2.1 CLER shall deliver the Products and, if ordered by the Customer in the Order Form, provide maintenance, support and provision of spare parts, of the Products, at the Site (the “Services”) in accordance with this Section 2.

2.2 The ownership of the Products will be transferred to the Customer once the Price has been duly received by CLER and CLER has delivered the Products

2.3 Delivery of Products

2.3.1 CLER shall deliver the Products, to the Site, no later than on the Delivery Date. The Products will be delivered in accordance with the Incoterms 2020, FCA rules, to the Site.

2.3.2 If the Customer wishes to cancel an order for a Product, such cancellation request shall be sent to CLER in writing and shall not be binding between the Customer and CLER until the Customer has received a written confirmation from CLER regarding the cancellation. Any costs incurred by CLER for an ordered Product that is cancelled will be charged to the Customer.

2.4 Maintenance

2.4.1 The Services include scheduled primary maintenance; including inspections, calibrations and replacement of non-functional parts when required (provided that the need of replacement is not due to the Customer’s misuse or negligence). CLER will complete planned maintenance during agreed time windows to minimise business disruption for the Customer.

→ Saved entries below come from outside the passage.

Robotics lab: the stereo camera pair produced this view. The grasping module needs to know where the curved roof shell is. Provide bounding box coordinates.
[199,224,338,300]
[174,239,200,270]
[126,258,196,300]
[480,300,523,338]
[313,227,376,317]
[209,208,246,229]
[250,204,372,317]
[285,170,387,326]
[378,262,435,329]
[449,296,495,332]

2.4.2 The Customer is responsible for performing basic routine maintenance, for which no specialised technical expertise is needed, in accordance with the instructions and time intervals specified in the Product Manual.

2.4.3 The Customer’s failure to perform in accordance with the Product Manual may affect the functionalities of the Product and CLER’s warranty obligations. CLER may charge the Customer for costs incurred as a result of the Customer's failure to perform in accordance with the Product Manual.

2.5 Support

2.5.1 The Services include emergency support within the following response times (during normal business hours).

Critical Issues (system failure): 2 hours response time 24 hours resolution target.

High Priority Issues (reduced performance): 2 hours response time, 72 hours resolution target.

Standard Issue (minor faults): Within five (5) business days response.

2.5.2 Support matters are initiated by the Customer contacting CLER Support services shall continue as part of the Services covered by the Service Fee.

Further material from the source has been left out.